The "out difference" should be rounded to the whole number.
If we use that as a precision-level, then the out ratio needs to be rounded to the first decimal place.
That is:
400/400*100= 100.00
401/400*100=100.25
402/400*100=100.50
403/400*100=100.75
404/400*100=101.00
Each one is one out more, so no need to show it to the second decimal place. You can reasonably arguy that the out ratio should be to the zero-th decimal place, since a guy who is +0 and +4 are probably the "same" when you consider the uncertainty level of the metric.
***
As for maynard's reasoning of differential and ratio, it doesn't apply as much as he's stating. The extreme among the 3B "predicted" is .080 to .112. If you have 4000 balls in play, one guy has 320 expected outs, and the other guy has 448 expected outs. If they are both 10% above (i.e., out ratio of 110), one is +32 and the other is +45.

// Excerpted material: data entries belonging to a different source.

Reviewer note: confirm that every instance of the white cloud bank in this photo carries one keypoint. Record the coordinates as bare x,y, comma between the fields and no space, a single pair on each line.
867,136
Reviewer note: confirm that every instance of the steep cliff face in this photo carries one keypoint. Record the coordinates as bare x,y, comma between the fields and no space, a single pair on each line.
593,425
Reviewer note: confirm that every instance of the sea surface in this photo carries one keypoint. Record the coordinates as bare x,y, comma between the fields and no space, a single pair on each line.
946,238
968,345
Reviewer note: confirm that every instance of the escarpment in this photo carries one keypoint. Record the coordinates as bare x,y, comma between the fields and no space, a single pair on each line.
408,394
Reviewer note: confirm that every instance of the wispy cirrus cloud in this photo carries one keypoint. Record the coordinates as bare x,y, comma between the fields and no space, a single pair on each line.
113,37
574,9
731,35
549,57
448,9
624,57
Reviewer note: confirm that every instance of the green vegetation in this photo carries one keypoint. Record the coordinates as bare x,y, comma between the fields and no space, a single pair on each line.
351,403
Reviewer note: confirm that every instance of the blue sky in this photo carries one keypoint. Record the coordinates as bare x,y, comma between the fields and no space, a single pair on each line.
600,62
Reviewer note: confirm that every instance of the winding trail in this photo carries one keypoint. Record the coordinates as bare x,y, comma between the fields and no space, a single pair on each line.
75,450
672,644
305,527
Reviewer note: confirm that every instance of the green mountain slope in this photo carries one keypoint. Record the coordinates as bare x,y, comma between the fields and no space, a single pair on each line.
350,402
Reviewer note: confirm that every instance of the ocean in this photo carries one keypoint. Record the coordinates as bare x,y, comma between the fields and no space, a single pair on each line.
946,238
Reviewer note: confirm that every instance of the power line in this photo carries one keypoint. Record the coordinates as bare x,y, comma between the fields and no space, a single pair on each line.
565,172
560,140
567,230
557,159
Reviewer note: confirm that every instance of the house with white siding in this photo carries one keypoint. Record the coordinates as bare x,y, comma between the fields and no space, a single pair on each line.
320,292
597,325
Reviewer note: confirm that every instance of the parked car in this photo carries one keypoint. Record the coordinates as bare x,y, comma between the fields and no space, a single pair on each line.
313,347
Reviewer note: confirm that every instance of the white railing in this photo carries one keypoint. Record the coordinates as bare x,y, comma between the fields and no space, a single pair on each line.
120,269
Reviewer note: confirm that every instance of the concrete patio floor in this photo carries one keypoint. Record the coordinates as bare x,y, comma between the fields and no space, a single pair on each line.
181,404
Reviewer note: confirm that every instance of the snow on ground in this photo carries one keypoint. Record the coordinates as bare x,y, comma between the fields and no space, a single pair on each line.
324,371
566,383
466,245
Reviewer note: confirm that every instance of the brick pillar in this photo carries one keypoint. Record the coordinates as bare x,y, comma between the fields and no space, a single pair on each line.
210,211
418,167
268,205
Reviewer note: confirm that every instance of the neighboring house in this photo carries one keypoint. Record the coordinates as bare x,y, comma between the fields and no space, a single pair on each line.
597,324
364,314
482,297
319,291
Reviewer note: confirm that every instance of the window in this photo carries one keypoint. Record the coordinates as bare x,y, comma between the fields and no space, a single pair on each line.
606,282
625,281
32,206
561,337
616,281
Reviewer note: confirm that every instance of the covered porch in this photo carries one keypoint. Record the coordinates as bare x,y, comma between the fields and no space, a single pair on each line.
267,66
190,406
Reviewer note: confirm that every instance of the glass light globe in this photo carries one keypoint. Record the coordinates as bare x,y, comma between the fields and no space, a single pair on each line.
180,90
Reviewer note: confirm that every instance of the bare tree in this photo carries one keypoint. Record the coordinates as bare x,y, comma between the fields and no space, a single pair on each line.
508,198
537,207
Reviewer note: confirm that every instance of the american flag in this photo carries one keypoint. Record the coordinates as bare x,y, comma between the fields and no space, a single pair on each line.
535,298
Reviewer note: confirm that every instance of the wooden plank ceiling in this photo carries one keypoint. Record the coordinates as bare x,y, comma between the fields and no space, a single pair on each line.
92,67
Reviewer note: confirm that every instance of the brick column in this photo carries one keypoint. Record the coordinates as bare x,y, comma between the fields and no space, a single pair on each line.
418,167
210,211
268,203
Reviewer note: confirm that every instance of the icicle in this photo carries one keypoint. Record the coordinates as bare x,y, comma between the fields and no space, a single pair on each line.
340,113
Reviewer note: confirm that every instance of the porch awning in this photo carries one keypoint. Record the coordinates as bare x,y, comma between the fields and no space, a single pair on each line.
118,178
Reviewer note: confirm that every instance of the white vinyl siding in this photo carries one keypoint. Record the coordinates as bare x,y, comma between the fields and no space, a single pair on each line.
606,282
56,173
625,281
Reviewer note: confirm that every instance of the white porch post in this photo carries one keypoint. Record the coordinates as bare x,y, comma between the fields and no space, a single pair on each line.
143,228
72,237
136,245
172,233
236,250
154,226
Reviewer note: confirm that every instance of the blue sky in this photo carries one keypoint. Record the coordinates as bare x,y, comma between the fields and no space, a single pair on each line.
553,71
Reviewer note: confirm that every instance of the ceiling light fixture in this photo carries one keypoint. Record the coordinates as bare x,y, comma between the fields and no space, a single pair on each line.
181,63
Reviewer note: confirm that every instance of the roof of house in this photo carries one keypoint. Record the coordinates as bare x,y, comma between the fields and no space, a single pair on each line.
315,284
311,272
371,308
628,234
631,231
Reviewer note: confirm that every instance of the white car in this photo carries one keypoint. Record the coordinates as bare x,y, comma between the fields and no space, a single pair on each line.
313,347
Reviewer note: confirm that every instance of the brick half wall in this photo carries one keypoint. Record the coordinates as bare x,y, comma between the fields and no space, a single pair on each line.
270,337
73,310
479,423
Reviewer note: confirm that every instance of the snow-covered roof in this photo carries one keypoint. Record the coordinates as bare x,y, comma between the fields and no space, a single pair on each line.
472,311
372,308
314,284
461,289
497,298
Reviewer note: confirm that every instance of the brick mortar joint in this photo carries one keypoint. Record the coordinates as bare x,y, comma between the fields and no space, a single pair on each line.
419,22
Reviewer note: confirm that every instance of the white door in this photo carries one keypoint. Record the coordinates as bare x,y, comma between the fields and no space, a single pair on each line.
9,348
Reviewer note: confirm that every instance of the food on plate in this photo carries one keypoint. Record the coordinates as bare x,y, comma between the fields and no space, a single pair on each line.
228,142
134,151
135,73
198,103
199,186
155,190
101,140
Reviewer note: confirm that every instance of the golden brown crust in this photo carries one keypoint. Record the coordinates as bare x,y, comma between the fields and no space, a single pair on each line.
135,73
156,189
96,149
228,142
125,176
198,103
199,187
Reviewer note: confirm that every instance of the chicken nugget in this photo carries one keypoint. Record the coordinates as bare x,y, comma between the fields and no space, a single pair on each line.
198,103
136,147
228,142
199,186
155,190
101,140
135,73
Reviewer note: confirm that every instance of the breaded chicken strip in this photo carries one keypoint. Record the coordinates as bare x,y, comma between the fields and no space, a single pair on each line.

However, in terms of significance, the first guy, through no fault of his own, actually did have fewer opps, and therefore, his 110 score is actually less meaningful than the second guy's 110 score.
The "true" answer is to do what I do, and convert the scores into z-scores. You will find that the "true" answer will lie somewhere between the "out difference" and the "out ratio".
Nonetheless, since David is now showing both side-by-side, we have no issue. Great job to David.
yeah, Crede was robbed again for Gold Glove, but somehow he won 3b Silver Slugger over A Rod.
"yeah, Crede was robbed again for Gold Glove, but somehow he won 3b Silver Slugger over A Rod."
Cash wise, this probably evens out. Chavez better watch out: unless he hits and fields well next year that award is Crede's.
I'm inclined to like the first table a bit better. What about sorting the data by out difference, however? That would give the clearest picture of who the most valubale defenders actually were.